Wusstest du, dass in der Zelle nichts weggeworfen wird und alles wiederverwendet wird? Autophagie heißt dieser Prozess und wird an unserem Institut untersucht, unter anderem von Florian Wilfling und seinem Team.

Mittels verschiedener Methoden – u. a. Elektronenmikroskopie und Massenspektrometrie – wollen die Forschenden Folgendes verstehen: Was genau braucht es, damit sich die zu recycelnden Bestandteile der Zelle zu einem „Haufen“ sammeln? Was löst aus, dass diese Haufen anschließend in sogenannte Autophagosome „verpackt“ werden? Wie wird gesteuert, dass deren Inhalt von Enzymen in Grundbausteine der Zelle zersetzt wird, die wiederverwendet werden können? Läuft dabei auch mal etwas schief? Welche Auswirkungen haben solche Fehler auf unsere Gesundheit?

Autophagie spielt zum Beispiel eine entscheidende Rolle bei der Erforschung neurodegenerativer Erkrankungen wie der Huntington-Krankheit. Lange hat man angenommen, dass es zur Therapie solcher Krankheiten ausreichen könnte, die Autophagie anzuregen, um fehlerhaftes Zellmaterial abzubauen. Die neuesten Forschungsergebnisse von Wilflings Team zeigen jedoch, dass bestimmte Bestandteile einfach zu groß sind, um von Autophagosomen aufgenommen zu werden. Welche Eigenschaften dieses Zellmaterial haben muss, damit es verpackt werden kann, erforschen Wilfling und sein Team nun (Zhao et al., Autophagy preferentially degrades non-fibrillar polyQ aggregates, Molecular Cell 2024).

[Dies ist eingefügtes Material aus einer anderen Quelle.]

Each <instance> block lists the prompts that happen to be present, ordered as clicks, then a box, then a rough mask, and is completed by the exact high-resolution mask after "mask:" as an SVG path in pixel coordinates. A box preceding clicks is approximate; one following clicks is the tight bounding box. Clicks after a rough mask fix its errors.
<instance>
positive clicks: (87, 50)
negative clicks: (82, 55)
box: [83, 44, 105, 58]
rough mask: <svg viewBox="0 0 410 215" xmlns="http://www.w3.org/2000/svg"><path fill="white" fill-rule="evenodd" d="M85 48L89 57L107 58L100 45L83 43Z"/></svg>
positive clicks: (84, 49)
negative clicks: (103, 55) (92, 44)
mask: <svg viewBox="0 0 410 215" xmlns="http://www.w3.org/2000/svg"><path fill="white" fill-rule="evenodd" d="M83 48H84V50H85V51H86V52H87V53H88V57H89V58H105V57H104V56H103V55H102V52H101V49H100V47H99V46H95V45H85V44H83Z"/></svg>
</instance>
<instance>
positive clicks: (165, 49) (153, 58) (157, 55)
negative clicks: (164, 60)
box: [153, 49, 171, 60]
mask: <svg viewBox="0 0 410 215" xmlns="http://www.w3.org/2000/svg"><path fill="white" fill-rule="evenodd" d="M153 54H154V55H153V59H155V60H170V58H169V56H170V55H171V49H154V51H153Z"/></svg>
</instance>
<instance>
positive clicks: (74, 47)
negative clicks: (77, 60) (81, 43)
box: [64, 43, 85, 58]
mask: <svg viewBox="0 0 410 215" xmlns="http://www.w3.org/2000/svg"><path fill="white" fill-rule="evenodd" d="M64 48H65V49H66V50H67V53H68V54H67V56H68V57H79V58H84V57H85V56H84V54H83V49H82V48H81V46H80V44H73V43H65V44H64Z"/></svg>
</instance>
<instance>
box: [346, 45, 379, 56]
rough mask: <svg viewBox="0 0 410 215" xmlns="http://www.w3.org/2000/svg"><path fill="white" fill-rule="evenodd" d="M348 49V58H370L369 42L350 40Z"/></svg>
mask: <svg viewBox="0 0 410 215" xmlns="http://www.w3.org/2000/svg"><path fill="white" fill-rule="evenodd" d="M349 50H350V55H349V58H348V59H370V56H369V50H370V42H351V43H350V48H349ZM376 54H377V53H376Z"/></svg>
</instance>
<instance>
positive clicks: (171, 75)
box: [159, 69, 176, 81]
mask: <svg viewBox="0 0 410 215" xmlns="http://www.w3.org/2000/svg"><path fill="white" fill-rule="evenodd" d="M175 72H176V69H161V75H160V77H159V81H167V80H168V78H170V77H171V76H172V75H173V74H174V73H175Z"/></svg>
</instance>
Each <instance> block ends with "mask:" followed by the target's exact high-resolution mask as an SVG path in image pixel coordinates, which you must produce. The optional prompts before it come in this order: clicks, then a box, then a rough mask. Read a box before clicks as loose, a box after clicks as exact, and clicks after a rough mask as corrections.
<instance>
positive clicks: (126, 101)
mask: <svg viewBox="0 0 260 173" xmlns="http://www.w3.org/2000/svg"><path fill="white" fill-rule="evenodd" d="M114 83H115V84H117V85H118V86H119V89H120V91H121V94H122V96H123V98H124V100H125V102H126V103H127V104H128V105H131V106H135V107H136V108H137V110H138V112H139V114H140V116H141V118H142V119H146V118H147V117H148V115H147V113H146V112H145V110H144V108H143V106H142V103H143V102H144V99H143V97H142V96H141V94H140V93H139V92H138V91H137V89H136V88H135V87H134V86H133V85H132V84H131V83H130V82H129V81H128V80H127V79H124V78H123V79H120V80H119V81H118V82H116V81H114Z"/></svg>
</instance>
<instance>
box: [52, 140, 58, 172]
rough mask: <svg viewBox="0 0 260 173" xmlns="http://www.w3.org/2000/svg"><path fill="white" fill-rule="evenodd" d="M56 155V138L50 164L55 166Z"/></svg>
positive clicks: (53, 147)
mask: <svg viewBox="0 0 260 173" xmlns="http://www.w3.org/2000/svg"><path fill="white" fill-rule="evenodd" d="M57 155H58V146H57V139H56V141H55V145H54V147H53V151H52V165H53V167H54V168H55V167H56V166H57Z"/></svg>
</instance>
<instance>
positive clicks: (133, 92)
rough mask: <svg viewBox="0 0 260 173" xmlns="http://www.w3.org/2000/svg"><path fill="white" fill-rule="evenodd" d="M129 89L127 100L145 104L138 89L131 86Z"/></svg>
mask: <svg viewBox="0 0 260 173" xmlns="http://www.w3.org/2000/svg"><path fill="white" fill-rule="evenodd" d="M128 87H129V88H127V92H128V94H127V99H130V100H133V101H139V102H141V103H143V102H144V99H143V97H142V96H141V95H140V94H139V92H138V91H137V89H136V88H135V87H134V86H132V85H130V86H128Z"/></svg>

Abbildung entnommen aus: Lizarrondo, Wilfling, Selective Autophagy of Macromolecular Complexes: What Does It Take to be Taken?, Journal of Molecular Biology 2024.

Auch Gerhard Hummer und Sanjoy Paul forschen an der Autophagie, indem sie diesen Prozess mit Super-Computern simulieren. Das ist ein zeitintensives und kostspieliges Unterfangen, denn um allein eine Mikrosekunde des hochkomplexen Autophagie-Prozesses zu simulieren, benötigt man schon 2–3 Monate! Beide Forscher sind Teil einer internationalen Initiative mit dem Ziel, Parkinson mithilfe von Grundlagenforschung zu verstehen, um so die Entwicklung von wirksamen Therapien zu unterstützen.